С этой эпитафией от Хармион не может поспорить никто (и никто не может сказать лучше: Шекспир, например, цитирует ее дословно). «Доблесть потерпевшего неудачу доставляет ему истинное уважение даже у неприятеля»[122]
[79], – замечает Плутарх, и в окружении Октавиана все полны сочувствия и восхищения. Клеопатра проявила недюжинное мужество. Остается неясным только, как ей удалось совершить свой последний подвиг. Октавиан полагает – либо говорит, что полагает, – что ее укусил аспид (египетская кобра). Прибыв на место происшествия вслед за своими помощниками и желая оживить царицу, он обращается к псиллам – народу, который, как верят ливийцы, нечувствителен к змеиному яду [80]. Говорят, они могут на вкус определить, какая змея укусила человека, а пробормотав заклинания и отсосав яд из ранки, способны вытянуть смерть из окоченевшего трупа. Псиллам не удается воскресить Клеопатру. И это неудивительно: ни Дион, ни Плутарх не уверены насчет пресмыкающегося – оно наверняка пробралось в историю позже. Даже Страбон, приехавший в Египет вскоре после ее смерти, не был убежден в его существовании [81].Есть тысячи причин сомневаться, что Клеопатра использовала аспида. Женщина, известная блестящими решениями и тщательной проработкой любого плана, вряд ли стала бы доверять свою судьбу дикому животному. Существует масса более быстрых и менее болезненных способов. К тому же это кажется слишком уж удобным – царица Египта убита символом царской власти Египта: в змее гораздо больше мифологического, чем практического смысла. Даже самые благонадежные кобры не способны быстро убить трех женщин подряд, а аспид особенно выделяется своей медлительностью. Двухметровую египетскую кобру, шипящую и раздувающуюся, вряд ли удалось бы спрятать в корзинке со смоквой или прятать там долго. Гораздо проще воспользоваться готовым зельем, на что, похоже, и намекал Плутарх, рассказывая об экспериментах Клеопатры. Скорее всего, она выпила отравленный напиток – например, снадобье на основе болиголова с опиумом, как когда-то Сократ, – или натерлась токсичной мазью. Загнанный в угол Ганнибал принял яд за 150 лет до нее, то же пытался сделать Митридат.

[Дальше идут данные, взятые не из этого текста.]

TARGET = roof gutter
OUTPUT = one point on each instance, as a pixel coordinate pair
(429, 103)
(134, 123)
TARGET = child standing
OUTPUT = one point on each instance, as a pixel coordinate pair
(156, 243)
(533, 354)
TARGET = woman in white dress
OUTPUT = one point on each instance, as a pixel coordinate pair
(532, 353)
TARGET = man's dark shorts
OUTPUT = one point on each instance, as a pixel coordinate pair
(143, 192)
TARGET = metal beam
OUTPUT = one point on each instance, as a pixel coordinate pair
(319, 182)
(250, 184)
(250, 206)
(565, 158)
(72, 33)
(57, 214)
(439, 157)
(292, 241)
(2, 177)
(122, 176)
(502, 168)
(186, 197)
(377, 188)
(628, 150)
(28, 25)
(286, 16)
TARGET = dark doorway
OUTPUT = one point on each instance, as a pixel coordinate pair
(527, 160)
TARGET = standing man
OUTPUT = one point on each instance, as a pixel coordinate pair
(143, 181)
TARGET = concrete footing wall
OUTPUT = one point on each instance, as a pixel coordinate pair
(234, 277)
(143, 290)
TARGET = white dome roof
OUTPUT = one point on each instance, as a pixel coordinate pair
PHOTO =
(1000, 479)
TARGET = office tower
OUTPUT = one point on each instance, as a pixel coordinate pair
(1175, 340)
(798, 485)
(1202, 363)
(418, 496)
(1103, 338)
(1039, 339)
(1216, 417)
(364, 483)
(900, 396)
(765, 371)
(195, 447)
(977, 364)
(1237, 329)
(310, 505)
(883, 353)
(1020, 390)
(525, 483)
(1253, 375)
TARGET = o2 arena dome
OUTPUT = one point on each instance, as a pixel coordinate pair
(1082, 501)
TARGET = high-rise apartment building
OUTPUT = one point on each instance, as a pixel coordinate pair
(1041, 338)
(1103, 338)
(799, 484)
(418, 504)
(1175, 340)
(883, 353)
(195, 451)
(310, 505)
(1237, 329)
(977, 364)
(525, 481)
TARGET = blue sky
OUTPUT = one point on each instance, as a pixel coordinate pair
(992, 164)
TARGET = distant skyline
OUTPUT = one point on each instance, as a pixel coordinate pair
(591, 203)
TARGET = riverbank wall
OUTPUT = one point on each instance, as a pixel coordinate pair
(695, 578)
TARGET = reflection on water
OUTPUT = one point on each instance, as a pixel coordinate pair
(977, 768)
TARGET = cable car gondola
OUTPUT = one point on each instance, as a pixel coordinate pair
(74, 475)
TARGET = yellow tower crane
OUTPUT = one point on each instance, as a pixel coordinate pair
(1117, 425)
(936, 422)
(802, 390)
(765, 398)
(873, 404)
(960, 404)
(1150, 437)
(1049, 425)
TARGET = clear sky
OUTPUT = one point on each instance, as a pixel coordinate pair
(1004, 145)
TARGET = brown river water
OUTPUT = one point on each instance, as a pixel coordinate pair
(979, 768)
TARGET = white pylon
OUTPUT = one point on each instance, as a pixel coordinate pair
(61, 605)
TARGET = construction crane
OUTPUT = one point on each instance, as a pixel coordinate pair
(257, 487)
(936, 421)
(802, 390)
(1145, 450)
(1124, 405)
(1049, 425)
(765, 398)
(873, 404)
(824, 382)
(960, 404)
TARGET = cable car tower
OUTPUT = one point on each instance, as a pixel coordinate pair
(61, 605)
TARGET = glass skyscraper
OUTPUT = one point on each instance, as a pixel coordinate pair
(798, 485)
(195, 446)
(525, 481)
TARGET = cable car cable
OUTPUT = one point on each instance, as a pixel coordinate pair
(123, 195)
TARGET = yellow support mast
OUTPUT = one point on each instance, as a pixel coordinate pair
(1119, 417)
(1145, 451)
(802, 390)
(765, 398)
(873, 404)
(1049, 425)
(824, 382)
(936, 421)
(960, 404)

Дядя Клеопатры, царь Кипра, отлично знал, как поступить в 58 году до н. э., когда пришли римляне. Если принять как данность, что она умерла по той же причине, что и Хармион, и в том же положении, в котором ее нашли, можно сделать вывод, что Клеопатра почти не мучилась. Не было судорог, непременно вызываемых ядом кобры. Эффект от этого токсина был больше всего похож на наркотический, смерть наступила тихо, быстро и практически безболезненно. «Впрочем, – объявляет Плутарх, но его столетиями не слышат, – истины не знает никто» [82].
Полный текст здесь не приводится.